Showing posts with label ACLS. Show all posts
Showing posts with label ACLS. Show all posts

Wednesday, September 5, 2012

CPR. Are We Too Quick To Concede Failure?

How many times have we all run to the ICU or the ward after the hospital's overhead speakers scream "Code Blue!" Once there, as we fight through the throngs of people gathered around the patient, we start calling out the ACLS protocol for cardiopulmonary resuscitation all the time wondering how successful it will be this time.

Now a study in the journal Lancet claims that CPR is more successful than we think, if we try a little bit harder. The authors of the study say that prolonging CPR will increase the survival rate of patients who have a cardiac arrest. Hospitals with the longest average CPR efforts were 12% more likely to achieve spontaneous recovery and patient discharge compared to hospitals with the shortest CPR attempts. The study is based on data from 64,339 cardiac arrest patients from 435 U.S. hospitals. The difference between the longest and shortest mean resuscitation times was only nine minutes (25 vs. 16 minutes).

Physicians stopped CPR in only ten minutes in 16% of the cases while the majority, 77%, concluded efforts within thirty minutes. Overall 49% of arrest patients were able to be revived and 8% needed at least 30 minutes to do so. Going against common assumptions, 81% of patients suffered no major neurologic deficits if revived within 15 minutes of initiation of CPR vs. 80% with intact neurologic functions at 15 to 30 minutes and 78% who were functionally intact after 30 minutes of CPR.

This study makes a pretty compelling argument for going the extra mile and continue CPR for just a few minutes longer. You never know if that next chest compression or that last bolus of epinephrine will bring the patient back. And there's the added benefit that the much feared vegetative patient after prolonged CPR shouldn't be of much concern--most patients will regain full brain function once revived.
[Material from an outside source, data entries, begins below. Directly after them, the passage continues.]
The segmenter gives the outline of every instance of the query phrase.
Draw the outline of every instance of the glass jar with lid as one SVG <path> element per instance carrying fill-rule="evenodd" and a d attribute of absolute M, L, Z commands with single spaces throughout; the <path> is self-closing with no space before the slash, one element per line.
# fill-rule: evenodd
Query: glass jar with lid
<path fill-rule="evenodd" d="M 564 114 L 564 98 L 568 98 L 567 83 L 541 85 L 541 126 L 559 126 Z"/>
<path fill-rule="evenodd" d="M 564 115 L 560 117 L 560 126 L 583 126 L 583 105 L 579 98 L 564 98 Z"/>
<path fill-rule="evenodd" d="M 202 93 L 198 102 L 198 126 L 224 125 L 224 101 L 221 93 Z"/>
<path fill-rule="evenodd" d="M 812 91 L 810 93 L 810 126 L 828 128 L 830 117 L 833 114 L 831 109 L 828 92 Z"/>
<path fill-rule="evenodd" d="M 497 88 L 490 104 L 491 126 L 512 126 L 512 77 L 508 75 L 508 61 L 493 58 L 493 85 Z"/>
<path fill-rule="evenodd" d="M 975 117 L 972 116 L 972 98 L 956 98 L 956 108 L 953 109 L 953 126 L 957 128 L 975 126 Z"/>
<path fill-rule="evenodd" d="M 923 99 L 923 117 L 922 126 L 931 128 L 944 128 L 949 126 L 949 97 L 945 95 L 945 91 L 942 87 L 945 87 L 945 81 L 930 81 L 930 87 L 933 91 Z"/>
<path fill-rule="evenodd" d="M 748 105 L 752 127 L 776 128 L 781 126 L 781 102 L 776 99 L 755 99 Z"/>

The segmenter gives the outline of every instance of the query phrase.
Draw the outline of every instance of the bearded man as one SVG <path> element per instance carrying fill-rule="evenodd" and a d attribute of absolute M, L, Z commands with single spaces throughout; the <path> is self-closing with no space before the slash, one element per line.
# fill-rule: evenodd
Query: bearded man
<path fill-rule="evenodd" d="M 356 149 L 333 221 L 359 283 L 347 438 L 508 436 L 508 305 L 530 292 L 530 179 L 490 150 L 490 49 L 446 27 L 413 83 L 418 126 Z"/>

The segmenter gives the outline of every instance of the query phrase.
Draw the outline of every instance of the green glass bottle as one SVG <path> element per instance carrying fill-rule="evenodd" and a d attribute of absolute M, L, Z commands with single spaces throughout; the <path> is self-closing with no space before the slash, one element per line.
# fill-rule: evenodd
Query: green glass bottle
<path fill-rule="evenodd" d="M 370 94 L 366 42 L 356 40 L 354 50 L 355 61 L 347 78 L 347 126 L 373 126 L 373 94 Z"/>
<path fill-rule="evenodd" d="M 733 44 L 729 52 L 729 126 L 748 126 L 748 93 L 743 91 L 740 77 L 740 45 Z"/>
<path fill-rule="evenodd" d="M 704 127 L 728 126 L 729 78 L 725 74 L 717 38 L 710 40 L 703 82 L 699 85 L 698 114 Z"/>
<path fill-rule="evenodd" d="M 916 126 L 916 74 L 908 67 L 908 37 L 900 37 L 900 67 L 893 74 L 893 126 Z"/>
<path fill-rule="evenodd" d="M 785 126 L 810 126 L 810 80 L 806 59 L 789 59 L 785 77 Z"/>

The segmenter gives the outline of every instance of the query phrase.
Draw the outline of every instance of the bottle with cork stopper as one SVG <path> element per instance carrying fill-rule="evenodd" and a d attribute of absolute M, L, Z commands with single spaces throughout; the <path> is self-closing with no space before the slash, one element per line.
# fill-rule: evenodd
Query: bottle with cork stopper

However, after reading through the information, I couldn't find how the authors break down the patients by different criteria, like age, sex, comorbidity, etc.  Honestly, would you consider performing an extra ten minutes of chest compressions on an octogenarian with multiorgan system failure that hasn't left the hospital in three months but the family wants everything done? By contrast I've seen and done CPR on relatively younger patients that has gone on an hour or longer. The study doesn't say whether the longer CPR survivors were younger or healthier than the shorter CPR patients. So this still leaves a question mark about how long to continue CPR. In the end, it's still up to the judgement of the medical team to decide when is the ideal time to give up the ghost, so to speak and allow one the satisfaction of a dignified passing, not having their ribs cracked, tubes placed into every orifice of the body, while being infused with every stimulant known to mankind.

Monday, June 28, 2010

Call Us If You Need Us

A report from JAMA says that hyperoxia during cardiac resuscitation can actually be detrimental to the patient's health.  Patients whose blood gases came back with a pO2 of greater than 300 mm Hg were found to have an 80% greater chance of dying compared to patients with normal oxygen tension. 

I recently came back from an ACLS recertification course.  During the course they said the new recommendations are that patients should not have their chest compressions interrupted for the ten seconds it takes to intubate and protect the airway.  Also the patients should be bagged at a rate of no more than 8-10 breaths per second as hypocarbia can worsen tissue hypoxia, as demonstrated with the oxyhemoglobin dissociation curve.

Well great.  That means anesthesiologists no longer have to go running to every Code Blue in the hospital to emergently intubate.  The American Heart Association says intubations only delay the resuscitation algorithm.  Intubations usually lead to hypocarbia worsening tissue hypoxia.  And now hyperoxia leads to greater mortality.  Call me after you get the patient's pulse back.